〜ずっと好きだよ~俺と彼女の溺愛生活
寝室に響く、ベッドのスプリング音と二人の息づかい、そして千香子の甘い声。

二人は、これ以上ない幸福感を感じていた。


「…………ん…はぁ…千香子さん…こっち…見て?
俺を見て?」
自分が淫らになってくのが恥ずかしくて、枕に顔を埋めている千香子の耳に、虎徹の色っぽい声が聞こえてくる。

「や…恥ずかし……/////」

「ダメだよ、俺を見ててよ…!
やっと……やっと手に入れたんだ……
だから、俺を見てて」

千香子が虎徹を見上げる。
「フフ…かわい〜!」

好きな女抱くのが、こんなに幸せを感じるなんて知らなかった……

虎徹は、確かめるように千香子を貪った。

「虎徹…く…//////」

「好き…//////大好き…千香子さん…」
千香子に顔を近づける。

「私も…//////大好きだよ…」
自然と、二人の口唇が重なった。


「絶対!放さないからね……!」


――――――――――
―――――――……………

「幸せだ…!」
千香子を包み込み、頬を擦り寄せる虎徹。

「フフ…くすぐったいよぉ…フフ…フフフ……」

「んー、千香子さーん!好き、好き〜」

「フフ…」
更にキスで責める虎徹に、千香子は身をよじる。
そして、虎徹の左胸に触れた。

「ねぇ、これ“徹”だよね?」

虎徹の左胸から腕にかけて、大きな虎と草書体の“徹”が彫られている。

「うん、そうだよ。
高校ん時にさ。

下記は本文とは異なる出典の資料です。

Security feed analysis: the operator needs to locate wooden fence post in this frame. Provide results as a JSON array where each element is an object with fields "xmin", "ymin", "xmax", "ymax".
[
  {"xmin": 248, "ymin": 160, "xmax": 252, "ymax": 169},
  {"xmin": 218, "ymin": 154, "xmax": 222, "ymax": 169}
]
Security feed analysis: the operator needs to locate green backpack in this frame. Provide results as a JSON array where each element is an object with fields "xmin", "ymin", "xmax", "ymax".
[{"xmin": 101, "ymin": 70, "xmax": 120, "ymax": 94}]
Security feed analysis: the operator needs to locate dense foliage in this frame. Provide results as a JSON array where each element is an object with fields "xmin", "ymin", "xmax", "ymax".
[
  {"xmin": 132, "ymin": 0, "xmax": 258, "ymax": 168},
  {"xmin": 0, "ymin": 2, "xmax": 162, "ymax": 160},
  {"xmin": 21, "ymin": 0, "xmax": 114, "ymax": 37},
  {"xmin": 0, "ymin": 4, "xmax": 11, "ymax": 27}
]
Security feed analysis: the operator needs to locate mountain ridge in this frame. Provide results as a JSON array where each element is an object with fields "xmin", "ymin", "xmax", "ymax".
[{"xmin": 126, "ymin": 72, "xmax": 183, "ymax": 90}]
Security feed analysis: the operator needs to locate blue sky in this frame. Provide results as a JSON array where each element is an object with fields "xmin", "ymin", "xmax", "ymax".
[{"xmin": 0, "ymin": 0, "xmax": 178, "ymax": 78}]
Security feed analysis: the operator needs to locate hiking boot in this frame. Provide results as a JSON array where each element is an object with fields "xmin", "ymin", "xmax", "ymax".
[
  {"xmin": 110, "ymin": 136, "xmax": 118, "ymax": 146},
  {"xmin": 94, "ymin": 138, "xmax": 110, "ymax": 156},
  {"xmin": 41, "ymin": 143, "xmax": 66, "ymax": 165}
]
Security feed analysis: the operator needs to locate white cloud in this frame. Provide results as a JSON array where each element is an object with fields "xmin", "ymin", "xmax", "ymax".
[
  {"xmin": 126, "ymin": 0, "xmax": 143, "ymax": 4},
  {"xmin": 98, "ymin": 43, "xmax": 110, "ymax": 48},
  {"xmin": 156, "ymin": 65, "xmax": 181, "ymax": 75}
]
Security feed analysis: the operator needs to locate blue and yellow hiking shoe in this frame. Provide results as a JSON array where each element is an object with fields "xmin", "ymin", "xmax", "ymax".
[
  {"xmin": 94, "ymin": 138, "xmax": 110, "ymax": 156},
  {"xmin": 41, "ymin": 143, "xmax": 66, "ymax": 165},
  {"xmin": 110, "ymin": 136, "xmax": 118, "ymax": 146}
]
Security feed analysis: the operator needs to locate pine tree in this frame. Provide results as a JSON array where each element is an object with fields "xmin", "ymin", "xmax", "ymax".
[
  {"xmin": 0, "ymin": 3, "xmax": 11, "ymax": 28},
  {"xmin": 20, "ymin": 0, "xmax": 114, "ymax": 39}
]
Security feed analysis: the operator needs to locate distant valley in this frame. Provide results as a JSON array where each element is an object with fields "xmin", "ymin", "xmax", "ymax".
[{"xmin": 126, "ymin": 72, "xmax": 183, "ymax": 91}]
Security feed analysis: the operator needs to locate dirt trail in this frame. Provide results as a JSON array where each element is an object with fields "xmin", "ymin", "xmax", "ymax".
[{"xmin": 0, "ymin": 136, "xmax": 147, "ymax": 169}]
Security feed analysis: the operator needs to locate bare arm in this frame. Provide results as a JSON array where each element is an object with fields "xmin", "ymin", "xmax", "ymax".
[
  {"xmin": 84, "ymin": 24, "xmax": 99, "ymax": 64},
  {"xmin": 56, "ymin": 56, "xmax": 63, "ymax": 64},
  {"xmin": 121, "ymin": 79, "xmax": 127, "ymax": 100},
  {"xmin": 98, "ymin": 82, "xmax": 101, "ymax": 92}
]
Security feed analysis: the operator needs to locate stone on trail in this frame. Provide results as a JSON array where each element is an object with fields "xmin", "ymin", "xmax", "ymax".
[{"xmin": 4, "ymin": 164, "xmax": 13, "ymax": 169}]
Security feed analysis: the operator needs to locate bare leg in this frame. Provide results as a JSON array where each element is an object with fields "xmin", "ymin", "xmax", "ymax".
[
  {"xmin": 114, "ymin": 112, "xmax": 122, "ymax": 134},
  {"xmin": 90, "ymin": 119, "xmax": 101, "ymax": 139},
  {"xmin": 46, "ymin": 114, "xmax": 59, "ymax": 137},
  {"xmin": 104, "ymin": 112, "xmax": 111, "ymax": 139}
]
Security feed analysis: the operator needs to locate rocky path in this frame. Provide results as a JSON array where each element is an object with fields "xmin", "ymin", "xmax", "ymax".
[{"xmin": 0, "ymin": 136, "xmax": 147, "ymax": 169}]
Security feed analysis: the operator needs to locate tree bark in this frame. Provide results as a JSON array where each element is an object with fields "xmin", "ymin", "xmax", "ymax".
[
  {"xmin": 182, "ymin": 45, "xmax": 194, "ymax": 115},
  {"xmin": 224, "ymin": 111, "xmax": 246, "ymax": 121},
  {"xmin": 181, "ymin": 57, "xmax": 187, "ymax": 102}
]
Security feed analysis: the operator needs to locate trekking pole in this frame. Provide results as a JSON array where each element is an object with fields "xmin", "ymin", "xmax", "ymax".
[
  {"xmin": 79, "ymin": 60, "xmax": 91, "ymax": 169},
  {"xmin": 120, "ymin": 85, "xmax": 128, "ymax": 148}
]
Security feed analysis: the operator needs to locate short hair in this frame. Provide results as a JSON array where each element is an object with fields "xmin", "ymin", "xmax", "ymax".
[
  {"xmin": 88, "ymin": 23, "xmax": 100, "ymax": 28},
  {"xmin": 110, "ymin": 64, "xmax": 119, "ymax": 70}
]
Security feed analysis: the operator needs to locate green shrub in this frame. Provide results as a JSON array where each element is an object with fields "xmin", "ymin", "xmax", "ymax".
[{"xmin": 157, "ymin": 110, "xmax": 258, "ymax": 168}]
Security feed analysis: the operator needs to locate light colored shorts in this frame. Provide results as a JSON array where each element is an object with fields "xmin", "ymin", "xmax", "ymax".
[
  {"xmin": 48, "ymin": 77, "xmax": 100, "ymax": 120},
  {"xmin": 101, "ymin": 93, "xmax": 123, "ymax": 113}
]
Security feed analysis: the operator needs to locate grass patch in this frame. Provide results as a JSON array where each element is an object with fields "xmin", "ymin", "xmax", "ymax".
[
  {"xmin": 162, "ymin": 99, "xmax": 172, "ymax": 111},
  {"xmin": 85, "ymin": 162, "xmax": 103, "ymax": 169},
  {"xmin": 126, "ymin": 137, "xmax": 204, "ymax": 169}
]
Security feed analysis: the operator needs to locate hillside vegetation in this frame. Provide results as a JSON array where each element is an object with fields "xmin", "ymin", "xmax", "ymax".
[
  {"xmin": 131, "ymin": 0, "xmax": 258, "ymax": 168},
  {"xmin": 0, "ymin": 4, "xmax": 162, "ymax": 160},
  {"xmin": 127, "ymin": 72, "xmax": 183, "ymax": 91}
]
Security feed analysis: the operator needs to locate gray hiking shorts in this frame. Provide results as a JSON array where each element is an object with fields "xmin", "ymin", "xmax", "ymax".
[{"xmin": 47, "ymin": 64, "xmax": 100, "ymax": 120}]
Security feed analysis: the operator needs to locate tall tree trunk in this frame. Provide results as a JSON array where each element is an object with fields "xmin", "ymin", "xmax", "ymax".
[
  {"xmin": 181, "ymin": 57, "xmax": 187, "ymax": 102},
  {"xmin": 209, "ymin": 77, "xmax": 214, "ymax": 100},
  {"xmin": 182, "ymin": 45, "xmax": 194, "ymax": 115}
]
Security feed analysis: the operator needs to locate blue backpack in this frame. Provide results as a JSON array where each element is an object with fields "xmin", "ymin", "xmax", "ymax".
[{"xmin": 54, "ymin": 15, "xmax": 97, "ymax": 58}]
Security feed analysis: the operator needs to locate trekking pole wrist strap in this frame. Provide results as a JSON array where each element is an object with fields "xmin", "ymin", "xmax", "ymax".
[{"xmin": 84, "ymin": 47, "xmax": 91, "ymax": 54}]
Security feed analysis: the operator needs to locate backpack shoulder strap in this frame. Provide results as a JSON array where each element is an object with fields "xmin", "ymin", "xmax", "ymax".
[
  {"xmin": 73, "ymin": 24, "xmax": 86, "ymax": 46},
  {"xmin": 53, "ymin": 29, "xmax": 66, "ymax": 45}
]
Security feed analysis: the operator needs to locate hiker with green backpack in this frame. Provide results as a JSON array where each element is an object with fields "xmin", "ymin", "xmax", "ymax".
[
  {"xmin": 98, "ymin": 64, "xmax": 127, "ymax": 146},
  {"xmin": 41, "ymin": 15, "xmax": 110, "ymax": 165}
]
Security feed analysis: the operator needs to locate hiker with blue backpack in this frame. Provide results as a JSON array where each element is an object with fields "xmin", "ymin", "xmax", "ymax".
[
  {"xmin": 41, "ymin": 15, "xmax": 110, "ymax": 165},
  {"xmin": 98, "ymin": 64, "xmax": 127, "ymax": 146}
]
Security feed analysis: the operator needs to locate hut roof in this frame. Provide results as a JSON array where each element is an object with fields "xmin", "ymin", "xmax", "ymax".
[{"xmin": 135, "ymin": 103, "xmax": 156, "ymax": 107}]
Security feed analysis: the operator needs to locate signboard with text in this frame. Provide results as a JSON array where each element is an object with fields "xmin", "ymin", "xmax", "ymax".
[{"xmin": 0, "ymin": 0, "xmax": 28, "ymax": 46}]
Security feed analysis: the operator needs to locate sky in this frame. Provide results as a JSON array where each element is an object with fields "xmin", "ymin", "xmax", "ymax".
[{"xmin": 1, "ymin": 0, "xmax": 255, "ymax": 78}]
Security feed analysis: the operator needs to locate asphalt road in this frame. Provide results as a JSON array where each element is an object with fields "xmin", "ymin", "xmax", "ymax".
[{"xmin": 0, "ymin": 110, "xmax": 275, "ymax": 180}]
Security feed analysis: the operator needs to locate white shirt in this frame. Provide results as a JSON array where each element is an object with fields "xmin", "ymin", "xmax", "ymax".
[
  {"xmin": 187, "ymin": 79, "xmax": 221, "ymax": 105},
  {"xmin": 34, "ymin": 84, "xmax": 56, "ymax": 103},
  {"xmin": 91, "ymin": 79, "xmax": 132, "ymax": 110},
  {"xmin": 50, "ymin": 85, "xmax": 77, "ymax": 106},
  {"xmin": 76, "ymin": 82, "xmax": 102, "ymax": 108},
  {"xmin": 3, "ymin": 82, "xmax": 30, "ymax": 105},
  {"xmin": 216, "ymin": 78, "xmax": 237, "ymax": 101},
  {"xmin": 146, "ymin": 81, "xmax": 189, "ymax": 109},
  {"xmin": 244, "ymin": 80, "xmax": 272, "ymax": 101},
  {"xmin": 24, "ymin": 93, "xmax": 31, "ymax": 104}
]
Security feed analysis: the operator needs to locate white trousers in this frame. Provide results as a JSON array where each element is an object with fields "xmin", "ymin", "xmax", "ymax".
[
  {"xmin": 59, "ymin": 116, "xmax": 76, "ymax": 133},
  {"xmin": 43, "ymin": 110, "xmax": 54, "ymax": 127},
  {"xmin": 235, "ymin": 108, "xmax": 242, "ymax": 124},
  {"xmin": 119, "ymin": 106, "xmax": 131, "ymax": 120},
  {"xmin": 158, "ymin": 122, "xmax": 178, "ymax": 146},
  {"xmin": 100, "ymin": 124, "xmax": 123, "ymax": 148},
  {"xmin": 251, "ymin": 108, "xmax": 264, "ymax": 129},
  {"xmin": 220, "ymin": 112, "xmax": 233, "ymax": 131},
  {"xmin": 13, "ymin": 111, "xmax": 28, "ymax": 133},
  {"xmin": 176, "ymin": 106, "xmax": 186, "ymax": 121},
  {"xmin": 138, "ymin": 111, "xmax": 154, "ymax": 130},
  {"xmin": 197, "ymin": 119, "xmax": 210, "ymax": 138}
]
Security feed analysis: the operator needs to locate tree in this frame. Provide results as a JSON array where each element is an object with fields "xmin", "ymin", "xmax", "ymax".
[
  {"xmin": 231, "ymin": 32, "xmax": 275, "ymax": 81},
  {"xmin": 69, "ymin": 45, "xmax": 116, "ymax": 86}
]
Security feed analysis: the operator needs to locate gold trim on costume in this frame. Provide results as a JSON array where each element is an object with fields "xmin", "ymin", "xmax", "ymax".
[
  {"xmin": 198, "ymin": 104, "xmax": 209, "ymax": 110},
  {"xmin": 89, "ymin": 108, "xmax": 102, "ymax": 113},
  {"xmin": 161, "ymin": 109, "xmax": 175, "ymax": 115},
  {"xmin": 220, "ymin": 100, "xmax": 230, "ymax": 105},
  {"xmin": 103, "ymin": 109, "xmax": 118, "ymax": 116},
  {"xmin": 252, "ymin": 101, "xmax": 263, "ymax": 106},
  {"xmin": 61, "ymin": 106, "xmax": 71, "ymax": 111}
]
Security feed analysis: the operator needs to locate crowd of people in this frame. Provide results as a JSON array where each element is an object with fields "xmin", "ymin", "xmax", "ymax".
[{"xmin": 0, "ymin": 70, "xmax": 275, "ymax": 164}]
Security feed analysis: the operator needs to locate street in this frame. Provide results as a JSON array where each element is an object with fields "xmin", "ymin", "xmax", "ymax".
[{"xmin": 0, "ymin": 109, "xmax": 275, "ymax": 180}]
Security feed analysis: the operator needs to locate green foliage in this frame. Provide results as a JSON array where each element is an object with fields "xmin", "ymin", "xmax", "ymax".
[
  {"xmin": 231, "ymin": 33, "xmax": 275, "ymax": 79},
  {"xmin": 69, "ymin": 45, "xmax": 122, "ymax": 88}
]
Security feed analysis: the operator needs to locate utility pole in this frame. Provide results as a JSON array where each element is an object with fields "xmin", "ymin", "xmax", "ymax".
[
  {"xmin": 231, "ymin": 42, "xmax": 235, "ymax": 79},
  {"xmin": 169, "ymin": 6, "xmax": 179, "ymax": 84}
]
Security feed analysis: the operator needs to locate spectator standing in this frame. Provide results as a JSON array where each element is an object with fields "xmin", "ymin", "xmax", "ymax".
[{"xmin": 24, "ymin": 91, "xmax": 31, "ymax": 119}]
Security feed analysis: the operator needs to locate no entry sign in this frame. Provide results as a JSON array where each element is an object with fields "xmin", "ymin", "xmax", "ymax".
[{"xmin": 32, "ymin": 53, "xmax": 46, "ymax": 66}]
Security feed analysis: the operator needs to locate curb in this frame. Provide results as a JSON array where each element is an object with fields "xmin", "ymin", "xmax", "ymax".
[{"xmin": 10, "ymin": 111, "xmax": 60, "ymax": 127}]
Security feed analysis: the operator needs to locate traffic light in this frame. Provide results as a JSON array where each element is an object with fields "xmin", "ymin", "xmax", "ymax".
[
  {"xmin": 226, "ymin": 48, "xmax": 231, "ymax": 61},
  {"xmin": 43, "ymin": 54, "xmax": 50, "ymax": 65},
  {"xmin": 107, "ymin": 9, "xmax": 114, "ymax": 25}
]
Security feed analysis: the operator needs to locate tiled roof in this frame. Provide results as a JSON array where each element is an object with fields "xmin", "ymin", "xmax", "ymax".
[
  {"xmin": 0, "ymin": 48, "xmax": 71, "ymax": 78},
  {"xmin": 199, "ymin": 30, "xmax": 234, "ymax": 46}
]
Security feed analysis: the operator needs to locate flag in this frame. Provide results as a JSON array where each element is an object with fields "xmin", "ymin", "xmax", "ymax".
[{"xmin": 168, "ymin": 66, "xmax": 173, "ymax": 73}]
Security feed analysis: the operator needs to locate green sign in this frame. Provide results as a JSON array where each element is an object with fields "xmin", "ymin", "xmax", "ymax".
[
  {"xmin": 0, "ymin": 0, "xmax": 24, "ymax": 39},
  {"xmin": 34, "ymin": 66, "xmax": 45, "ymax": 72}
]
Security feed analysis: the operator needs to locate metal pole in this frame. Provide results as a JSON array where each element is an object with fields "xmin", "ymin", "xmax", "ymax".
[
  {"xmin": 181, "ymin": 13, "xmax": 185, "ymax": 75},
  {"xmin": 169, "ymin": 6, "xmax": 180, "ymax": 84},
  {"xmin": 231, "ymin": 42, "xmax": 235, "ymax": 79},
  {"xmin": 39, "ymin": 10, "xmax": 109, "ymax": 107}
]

後先何も考えずに、ただカッコいいってだけで彫ったんだ(笑)」

「虎徹くん、そのモノだね!」

「んー、この“徹”は、俺の“徹”じゃないよ?」

「え?
じゃあ……」

「“徹治”の“徹”」

「そうなんだ!」

「兄貴のこと、好きだったから」

「へぇ~!
徹治くんも、可愛い弟って言ってたよ!」

「俺は、兄貴以上の良い男を知らない。
強くて、賢くて、優しくて、誠実で……!
照れくさくて、最期まで本人に言えなかったけど……自慢の兄貴だった!
まぁ、でも!千香子さんのことは、譲らないけどね!」

「フフ…そっか!
ほんと、素敵な人だった!
でも、虎徹くんも素敵!」

「え?」 

「やっぱ、兄弟だね!
二人とも、同じくらい素敵だよ!
…………」
微笑み、虎徹に抱きつく千香子。

「ん?千香子さん?」
千香子の頭を撫でる。

「だからね……」

「うん?」

「虎徹くんは、私を置いて逝かないでね?」

「…………うん…」
虎徹も、ギュッと抱き締めた。

「私、もう…絶対!リストカットしないって誓うから、逝かないで……!!」
見上げて言う、千香子。

「うん…!
大丈夫。
俺は、千香子さんを一人にしない!」

力強く頷くと、千香子は嬉しそうに笑った。